I have to touch you and it may hurt, so don’t go getting mad at me.”

Jeda nodded his head and tried to smile at the young girl.
 
He knew what healing felt like; he’d had many healing sessions during his career with the guild.
 
“OK, but hurry.
 
We have to get off this road.”

Anna frowned at his remark, but turned her focus on her patient.
 
My very first patient by myself.
 
Mistress Gelda will be so proud of me.

Jeda felt the slight tingling of magic when the young healer concentrated on him.
 
It wasn’t as strong or as painful as he had remembered from previous healings.
 
It wasn’t long before he began to feel marginally better.
 
He looked at the young girl, deep in concentration, and noticed that she was wavering herself.
 
Jeda reached up and broke their contact.

“Why did you do that?” Anna asked breathlessly, sitting back on her hunches.

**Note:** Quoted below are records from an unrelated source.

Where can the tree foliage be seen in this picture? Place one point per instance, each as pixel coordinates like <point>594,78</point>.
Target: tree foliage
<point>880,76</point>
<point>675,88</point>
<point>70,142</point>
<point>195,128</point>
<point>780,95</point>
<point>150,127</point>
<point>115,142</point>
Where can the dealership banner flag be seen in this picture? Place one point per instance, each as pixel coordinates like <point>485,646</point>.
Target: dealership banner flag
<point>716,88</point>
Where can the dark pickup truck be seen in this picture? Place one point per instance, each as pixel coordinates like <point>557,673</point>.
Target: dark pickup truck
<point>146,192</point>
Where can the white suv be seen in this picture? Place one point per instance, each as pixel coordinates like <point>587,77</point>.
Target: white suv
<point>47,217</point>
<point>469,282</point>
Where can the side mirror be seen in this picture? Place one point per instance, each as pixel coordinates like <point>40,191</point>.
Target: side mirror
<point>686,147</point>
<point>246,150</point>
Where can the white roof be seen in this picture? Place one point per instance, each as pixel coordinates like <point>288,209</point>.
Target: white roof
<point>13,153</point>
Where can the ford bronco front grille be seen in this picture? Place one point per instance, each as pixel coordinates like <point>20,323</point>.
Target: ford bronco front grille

“You looked like you were going to pass out.
 
One of us wobbly is quite enough.”

“Your wounds are deep and need stitching, but I did stop most of the bleeding.
 
Mistress Gelda can fix the rest of you up real good.”
 

At the sound of Gelda’s name, Jeda felt a faint glimmer of hope.
 
She was the healer Miriam had sent him to find.
 
He was close now.
 
But he knew his luck would not hold for long.
 
He had lost a lot of blood and a lot of time.
 
If Mave found him before he was healed, then things would get real nasty.
 
“Let’s go then.
 
No time to waste.”

Anna picked up the reins and clucked the mule forward.
 
The babies hadn’t made any noise while Anna was healing Jeda, but she saw them looking curiously at her as she drove into town.
 
“Your babies look the same.
 
Are they twins?”

“Yes.”

“They both have the witch sign too.
 
Do you know what that means?”

Jeda leaned against the young girl as the wagon pounded down the road.
 
“Please no more talking,” he wheezed.

“Oh sure,” Anna replied.
 
“It’s not too far down this road to Mistress Gelda’s.
 
We’ll be there soon.”

It seemed an eternity to Jeda, struggling through the pain of his wounds, but they finally made it to the healer’s hut.
 
The hut was festooned with herbs and flowers from every plant imaginable.
 
It was on the outskirts of the village.
 
It gave him a sense of relief that they wouldn’t be a spectacle for the villagers to gossip about for the next month or so.
 

Anna helped Jeda down from the wagon.
 
He tried to pick up the babies, but nearly passed out with pain.
 
“I’ll carry the babies.”

Jed was not happy with a stranger touching the babies, but he had no choice.
 
He nodded to Anna and she scooped them up.

“Let’s get you inside and fix you up.”

When Jeda, Anna, and the girls entered the small hut, a wizened, old woman looked up from her worktable.
 
“Well, this should prove to be an interesting story,” she said, looking over Jeda and then Anna.
   

Without another word she hustled him inside and closed the door behind him.
 
The inside of the hut was surprisingly large and airy.
 
Like the outside, plants and herbs hung from every ledge and space that could be found.
 
It was almost like walking through an aromatic forest.
 
Gelda took the babies from Anna and they immediately began to fuss, which caused Jeda’s senses to go on high alert.